Hash Tables
Ways to build a key-value map:
- Association list
- Tree (e.g. balanced binary tree)
- Hash table
- Operations are expected amortized O(1)
Draw hash table on board.
- Pointer to struct.
- Fields: {size, capacity, data}
- Data is pointer to array of pair struct.
- Fields: {key, value}
- May need more fields depending on embedding (e.g. "used" field).
Key and value types depend on what key values you want
to map to what value values.
We'll use integers for our first example.
Operations
Insert:
- Consider growing. If size/capacity exceeds some constant load factor, double
the capacity of the data array just like with a vector.
- Hash the key.
- Your hash function goes (key => int), and selects which
slot in the data array will be used to store your pair.
- Hash function should assign "random looking" but deterministic
integers to keys. We want different keys to have different hashes
so we don't have too many collisions where multiple keys map to the
same slot.
- Hash function should be fast.
- Example hash function for integers: h(x) = x
- Pick slot: h(x) % size
- If slot is empty, put pair in slot.
- If slot is already full, use some mechanism to handle the collision.

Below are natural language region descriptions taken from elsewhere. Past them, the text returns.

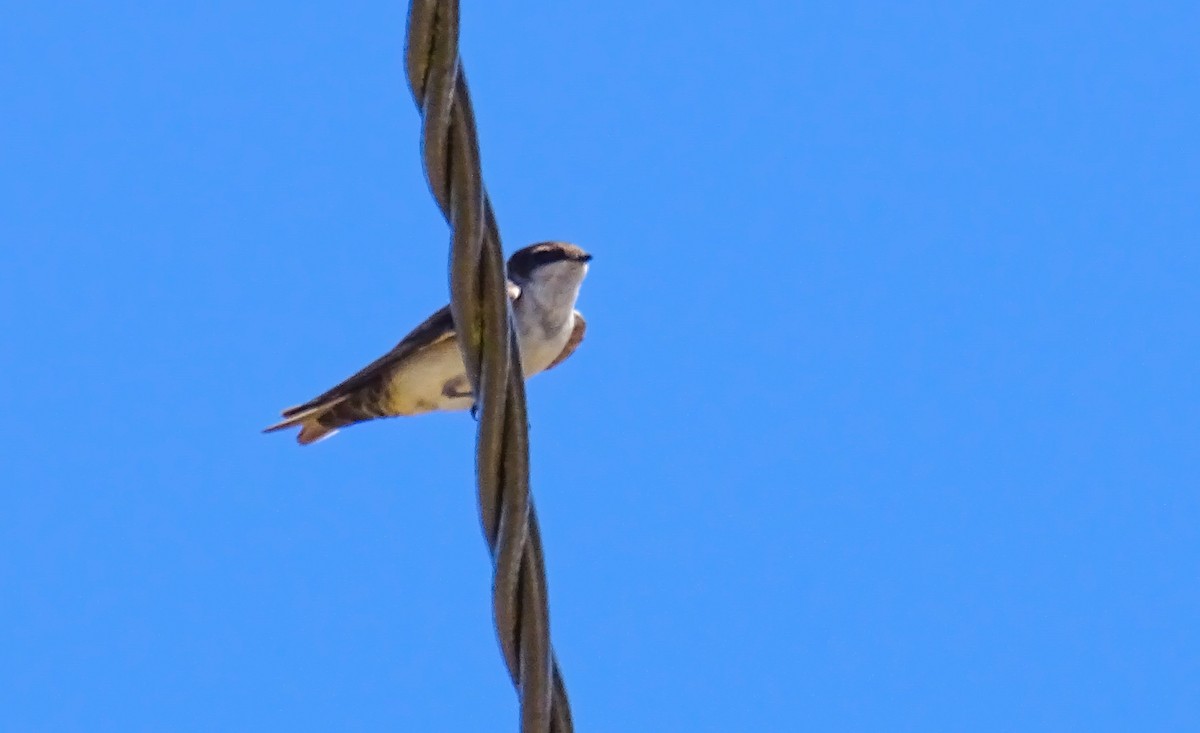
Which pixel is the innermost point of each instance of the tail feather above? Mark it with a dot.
(315, 420)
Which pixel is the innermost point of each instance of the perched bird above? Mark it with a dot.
(425, 371)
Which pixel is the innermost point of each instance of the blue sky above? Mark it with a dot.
(887, 418)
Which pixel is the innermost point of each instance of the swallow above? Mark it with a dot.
(424, 372)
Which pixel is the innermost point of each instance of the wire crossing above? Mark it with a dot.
(490, 352)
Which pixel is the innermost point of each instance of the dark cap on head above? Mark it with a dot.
(523, 262)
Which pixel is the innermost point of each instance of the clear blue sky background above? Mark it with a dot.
(887, 419)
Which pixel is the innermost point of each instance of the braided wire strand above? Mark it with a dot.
(491, 354)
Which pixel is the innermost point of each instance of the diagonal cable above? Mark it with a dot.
(491, 354)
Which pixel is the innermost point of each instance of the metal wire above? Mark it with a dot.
(491, 354)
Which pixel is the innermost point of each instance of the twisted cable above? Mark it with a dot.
(491, 354)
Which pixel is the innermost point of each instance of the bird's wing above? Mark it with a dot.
(436, 329)
(573, 342)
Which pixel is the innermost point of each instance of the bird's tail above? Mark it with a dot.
(317, 419)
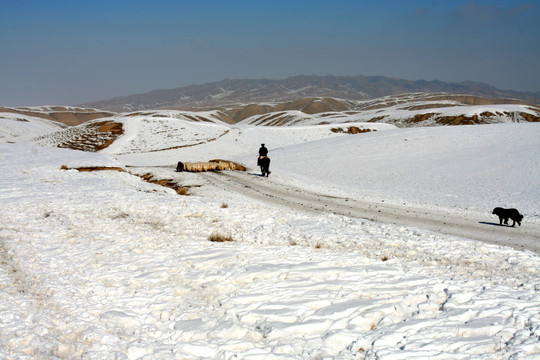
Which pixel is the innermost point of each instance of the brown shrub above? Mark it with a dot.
(216, 237)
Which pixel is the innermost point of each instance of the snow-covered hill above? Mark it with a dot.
(101, 265)
(408, 110)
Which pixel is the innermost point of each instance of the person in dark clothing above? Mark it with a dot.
(180, 166)
(263, 160)
(263, 151)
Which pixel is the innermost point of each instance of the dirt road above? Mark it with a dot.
(484, 229)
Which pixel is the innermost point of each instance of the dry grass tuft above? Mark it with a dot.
(351, 130)
(216, 237)
(93, 168)
(213, 165)
(180, 190)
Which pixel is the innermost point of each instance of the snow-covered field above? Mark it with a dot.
(101, 265)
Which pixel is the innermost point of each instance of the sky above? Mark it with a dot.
(60, 52)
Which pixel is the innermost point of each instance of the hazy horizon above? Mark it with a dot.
(67, 53)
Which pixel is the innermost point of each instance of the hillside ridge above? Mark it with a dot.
(236, 92)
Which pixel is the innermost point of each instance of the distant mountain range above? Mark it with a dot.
(228, 94)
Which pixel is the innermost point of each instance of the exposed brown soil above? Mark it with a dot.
(213, 165)
(351, 130)
(146, 177)
(481, 118)
(67, 116)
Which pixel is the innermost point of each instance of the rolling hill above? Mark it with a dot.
(240, 92)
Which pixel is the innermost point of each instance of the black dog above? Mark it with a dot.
(505, 214)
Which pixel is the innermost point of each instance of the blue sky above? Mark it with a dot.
(72, 52)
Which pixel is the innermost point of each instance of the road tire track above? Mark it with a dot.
(482, 229)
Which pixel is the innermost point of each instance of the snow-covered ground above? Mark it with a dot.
(101, 265)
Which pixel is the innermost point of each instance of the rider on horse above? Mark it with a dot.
(264, 161)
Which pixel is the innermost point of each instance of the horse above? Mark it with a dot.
(264, 163)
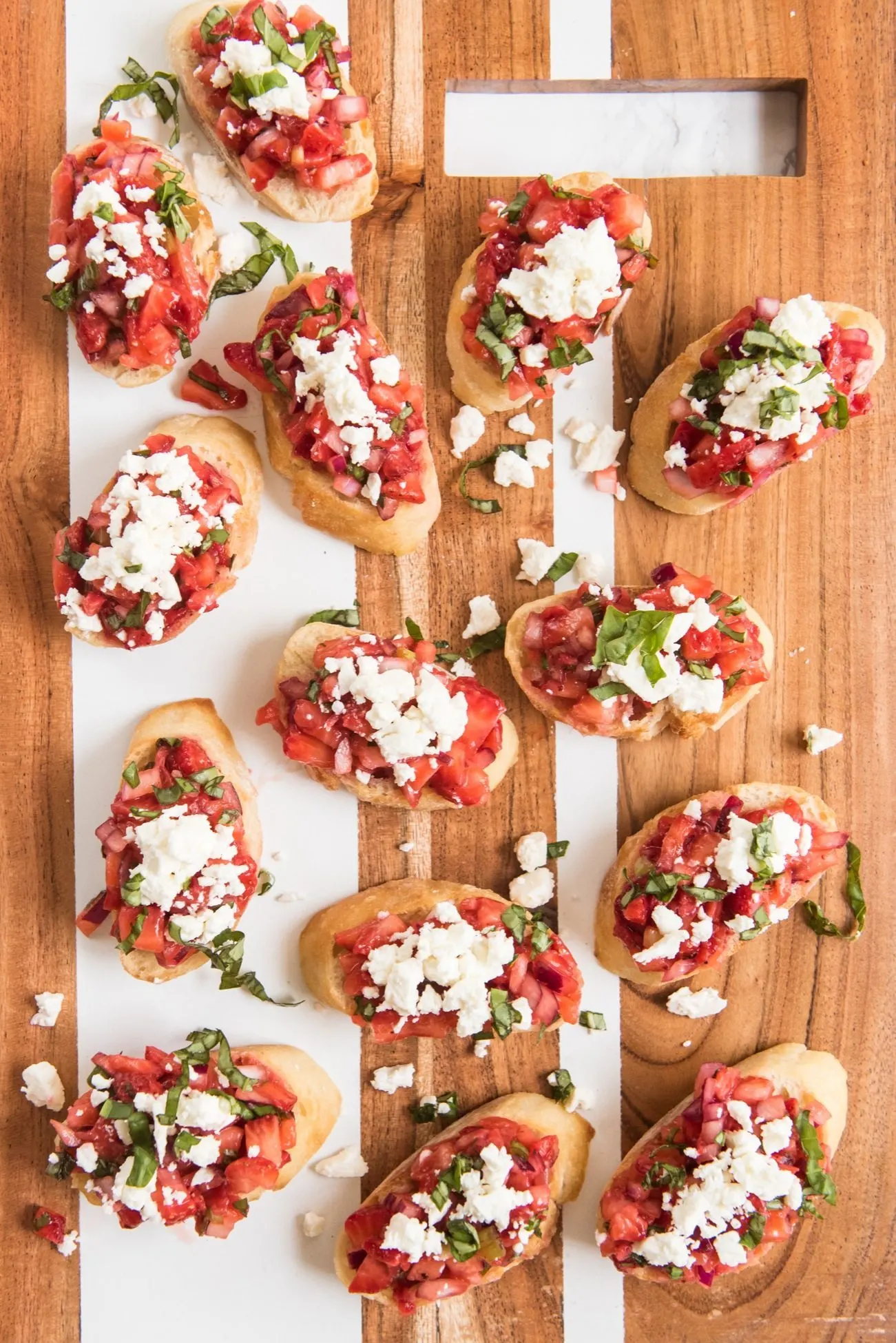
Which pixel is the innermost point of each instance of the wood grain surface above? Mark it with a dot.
(813, 552)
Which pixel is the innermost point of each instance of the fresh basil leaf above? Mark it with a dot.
(562, 1087)
(487, 643)
(593, 1021)
(515, 919)
(818, 1180)
(562, 565)
(164, 101)
(348, 617)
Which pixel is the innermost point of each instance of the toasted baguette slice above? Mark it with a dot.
(284, 195)
(805, 1074)
(205, 247)
(538, 1112)
(199, 720)
(316, 1110)
(480, 384)
(231, 448)
(353, 520)
(660, 716)
(298, 660)
(613, 954)
(651, 425)
(411, 897)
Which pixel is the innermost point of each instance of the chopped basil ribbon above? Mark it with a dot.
(567, 352)
(249, 275)
(487, 643)
(504, 1014)
(462, 1240)
(213, 19)
(275, 42)
(487, 506)
(817, 1180)
(754, 1232)
(855, 899)
(425, 1114)
(562, 1087)
(562, 565)
(593, 1021)
(348, 617)
(609, 691)
(164, 103)
(515, 919)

- First example will use chaining.
Collision handling mechanisms:
- Chaining: Store a linked list of pairs in each slot.
- To insert, just cons onto list.
- Load factor can be high: Maybe grow at LF = 1
- Linear Probing: Scan forward in data array to find an empty slot.
- Load factor needs to stay lower: Maybe grow at LF = 0.5
Lookup:
- Hash the key.
- Find slot: h(x) % size
- If slot is full, compare key, if match return.
- If first key doesn't match, scan possible collisions for match.
- For chaining, scan whole list.
- For linear probing, scan forward until empty slot.
- If no match, return failure.
Delete:
- Hash the key; find the slot.
- Scan possible matches
- If a pair matching key is found, remove.
- Linear probing problem: Future lookups are now broken.
Iterate:
- Scan through items in data array.
- Return all pairs containing inserted data.
Optimizations
Hash tables are used for performance, so they're frequently optimized.
Bit twiddling modulo:
- This is one of the few single-instruction optimizations that's likely
to actually be worth doing.
- % requires divide, which takes noticibly more clock cycles than
most arithmetic operations
- If your table size is a power of two, modulo can be accomplished
as follows:
- mask = size - 1
- slot = hash(x) & mask
Embedding key / data:
- Following pointers requires a memory load, which can be slow.
- It's likely to be faster to put small values in the data array
directly rather than using pointers to these values.
- 16 bytes or less is definitely "small".
- Cache lines are 128 bytes, so the benefits get worse above that value.
Best hash function:
- Picking a good hash function matters a lot.
- This is worth googling if you're going to write a hash table for any
application where performance matters.
Best collision avoidance strategy:
- There are a bunch of other collision avoidance strategies.
- Linear probing is probabably the fastest simple scheme.
Linear probing complications:
- On delete, you may be orphaning later items with the same hash.
- Plan A: tombstone flag
- Plan B: Rehash items and move them back until next empty or correct slot.